A critical evaluation of Philip Roth--the first of its kind--that takes on the man, the myth, and the work
Philip Roth is one of the most renowned writers of our time. From his debut,
Goodbye, Columbus, which won the National Book Award in 1960, and the explosion of
Portnoy's Complaint in 1969 to his haunting reimagining of Anne Frank's story in
The Ghost Writer ten years later and the series of masterworks starting in the mid-eighties--
The Counterlife,
Patrimony,
Operation Shylock,
Sabbath's Theater,
American Pastoral,
The Human Stain--Roth has produced some of the great American literature of the modern era. And yet there has been no major critical work about him until now.
Here, at last, is the story of Roth's creative life.
Roth Unbound is not a biography--though it contains a wealth of previously undisclosed biographical details and unpublished material--but something ultimately more rewarding: the exploration of a great writer through his art.

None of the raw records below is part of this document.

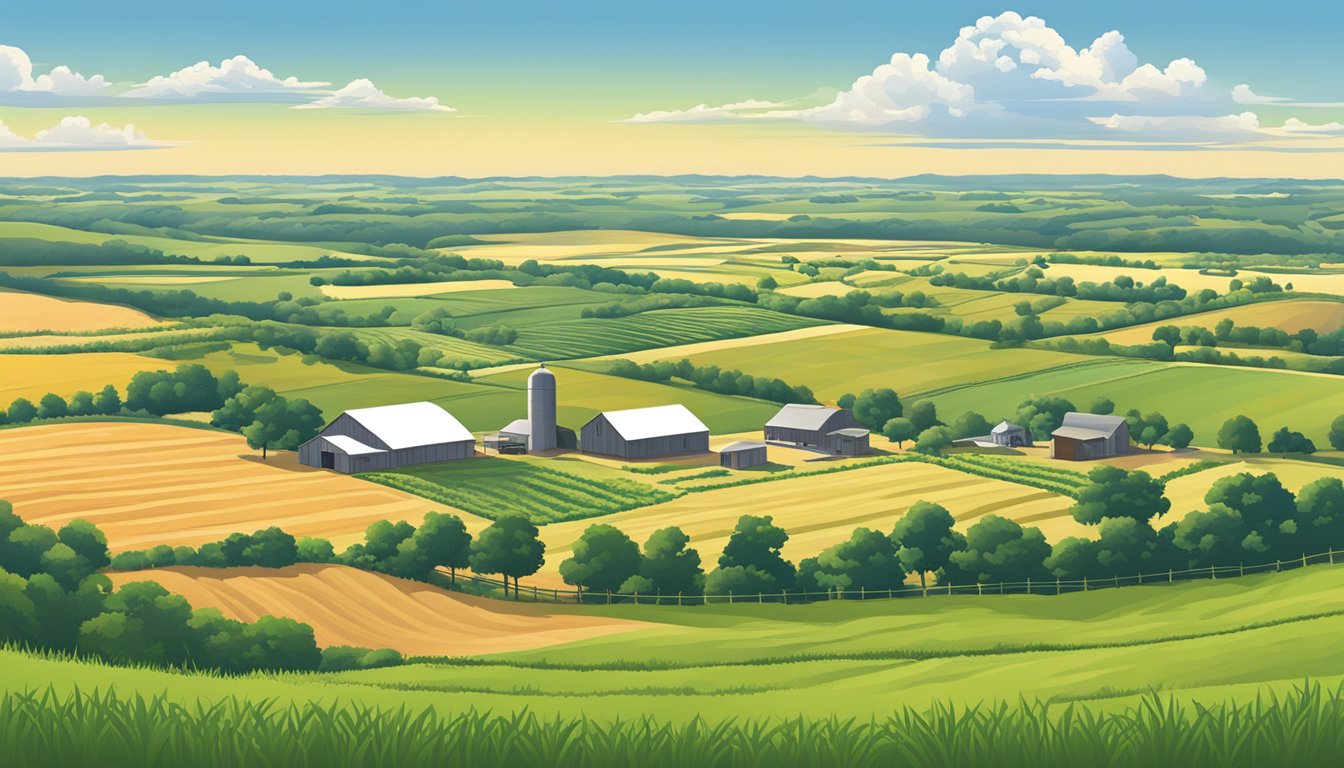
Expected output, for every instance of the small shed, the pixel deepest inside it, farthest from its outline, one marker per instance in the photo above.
(645, 433)
(1010, 435)
(852, 441)
(742, 455)
(386, 437)
(807, 425)
(1085, 436)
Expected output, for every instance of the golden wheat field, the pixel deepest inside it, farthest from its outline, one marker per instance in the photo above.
(28, 312)
(348, 607)
(147, 484)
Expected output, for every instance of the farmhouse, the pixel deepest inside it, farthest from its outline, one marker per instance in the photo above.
(386, 437)
(742, 455)
(808, 425)
(1089, 436)
(645, 432)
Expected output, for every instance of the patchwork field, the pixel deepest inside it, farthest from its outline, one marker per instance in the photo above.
(348, 607)
(30, 312)
(147, 484)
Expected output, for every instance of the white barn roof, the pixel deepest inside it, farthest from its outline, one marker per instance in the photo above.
(659, 421)
(410, 424)
(800, 416)
(350, 445)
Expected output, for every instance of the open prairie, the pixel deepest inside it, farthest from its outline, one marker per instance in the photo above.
(147, 484)
(348, 607)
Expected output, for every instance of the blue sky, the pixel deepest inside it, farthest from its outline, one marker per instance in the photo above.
(719, 70)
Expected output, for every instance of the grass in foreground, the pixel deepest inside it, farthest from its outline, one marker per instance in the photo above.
(1301, 728)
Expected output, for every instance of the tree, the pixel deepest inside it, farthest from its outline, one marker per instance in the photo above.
(1288, 441)
(1336, 436)
(1320, 513)
(867, 560)
(999, 550)
(22, 410)
(969, 424)
(511, 548)
(669, 566)
(934, 440)
(1114, 492)
(924, 414)
(1042, 414)
(444, 541)
(1239, 435)
(51, 406)
(925, 540)
(1179, 436)
(874, 408)
(604, 558)
(898, 431)
(756, 542)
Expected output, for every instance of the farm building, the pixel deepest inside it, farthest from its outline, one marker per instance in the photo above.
(808, 425)
(1089, 436)
(852, 441)
(386, 437)
(645, 432)
(742, 455)
(1010, 435)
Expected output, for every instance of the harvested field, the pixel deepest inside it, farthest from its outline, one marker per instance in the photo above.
(28, 312)
(350, 607)
(147, 484)
(406, 289)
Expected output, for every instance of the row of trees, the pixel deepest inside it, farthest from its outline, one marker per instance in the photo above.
(712, 378)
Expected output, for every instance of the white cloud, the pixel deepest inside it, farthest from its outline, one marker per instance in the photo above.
(16, 77)
(75, 133)
(238, 78)
(363, 94)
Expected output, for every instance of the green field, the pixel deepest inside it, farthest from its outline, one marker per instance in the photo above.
(491, 487)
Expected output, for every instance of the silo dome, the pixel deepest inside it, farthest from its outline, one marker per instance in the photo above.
(540, 409)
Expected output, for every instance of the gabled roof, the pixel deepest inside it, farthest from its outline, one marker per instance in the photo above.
(350, 445)
(659, 421)
(410, 424)
(1106, 425)
(800, 416)
(741, 445)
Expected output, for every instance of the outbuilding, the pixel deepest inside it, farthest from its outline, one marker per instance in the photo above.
(807, 425)
(742, 455)
(645, 433)
(852, 441)
(386, 437)
(1085, 436)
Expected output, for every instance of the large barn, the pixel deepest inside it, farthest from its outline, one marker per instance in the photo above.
(645, 433)
(808, 425)
(1086, 436)
(389, 436)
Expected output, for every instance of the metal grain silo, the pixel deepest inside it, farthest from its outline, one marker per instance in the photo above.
(540, 409)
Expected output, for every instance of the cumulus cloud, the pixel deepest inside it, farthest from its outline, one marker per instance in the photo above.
(16, 77)
(238, 78)
(1015, 77)
(363, 94)
(75, 133)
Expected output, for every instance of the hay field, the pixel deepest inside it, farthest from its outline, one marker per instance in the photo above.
(28, 312)
(350, 607)
(1290, 315)
(406, 289)
(823, 510)
(148, 483)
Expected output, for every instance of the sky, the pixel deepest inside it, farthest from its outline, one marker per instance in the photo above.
(598, 88)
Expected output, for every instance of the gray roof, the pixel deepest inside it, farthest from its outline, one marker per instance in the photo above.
(1106, 425)
(800, 416)
(741, 445)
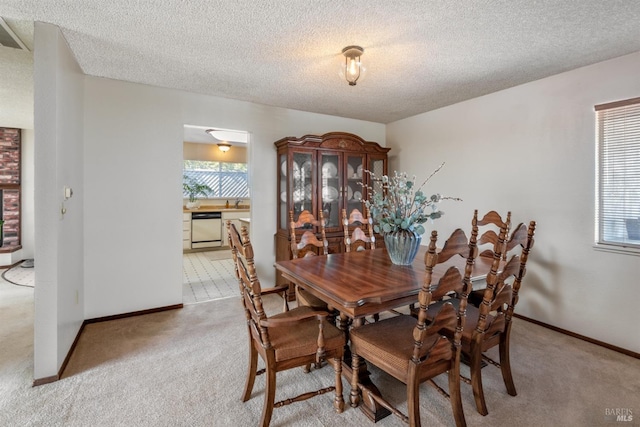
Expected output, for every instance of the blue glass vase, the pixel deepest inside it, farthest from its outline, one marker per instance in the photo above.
(402, 246)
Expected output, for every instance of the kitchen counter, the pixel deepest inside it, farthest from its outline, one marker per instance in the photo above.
(217, 208)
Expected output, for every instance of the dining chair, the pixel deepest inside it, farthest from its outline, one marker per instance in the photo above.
(297, 337)
(489, 227)
(415, 351)
(358, 230)
(489, 324)
(306, 243)
(282, 290)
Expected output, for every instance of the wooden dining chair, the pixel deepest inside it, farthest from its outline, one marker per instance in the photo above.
(298, 337)
(358, 230)
(489, 324)
(489, 227)
(282, 290)
(415, 351)
(304, 243)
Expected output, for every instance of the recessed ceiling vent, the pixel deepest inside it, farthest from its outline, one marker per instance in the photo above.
(8, 38)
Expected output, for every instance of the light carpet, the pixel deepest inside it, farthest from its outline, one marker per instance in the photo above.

Claudia Roth Pierpont, a staff writer for
The New Yorker, has known Roth for nearly a decade. Her carefully researched and gracefully written account is filled with remarks from Roth himself, drawn from their ongoing conversations. Here are insights and anecdotes that will change the way many readers perceive this most controversial and galvanizing writer: a young and unhappily married Roth struggling to write; a wildly successful Roth, after the uproar over
Portnoy, working to help writers from Eastern Europe and to get their books known in the West; Roth responding to the early, Jewish--and the later, feminist--attacks on his work. Here are Roth's family, his inspirations, his critics, the full range of his fiction, and his friendships with such figures as Saul Bellow and John Updike. Here is Roth at work and at play.
Roth Unbound is a major achievement--a highly readable story that helps us make sense of one of the most vital literary careers of the twentieth and twenty-first centuries.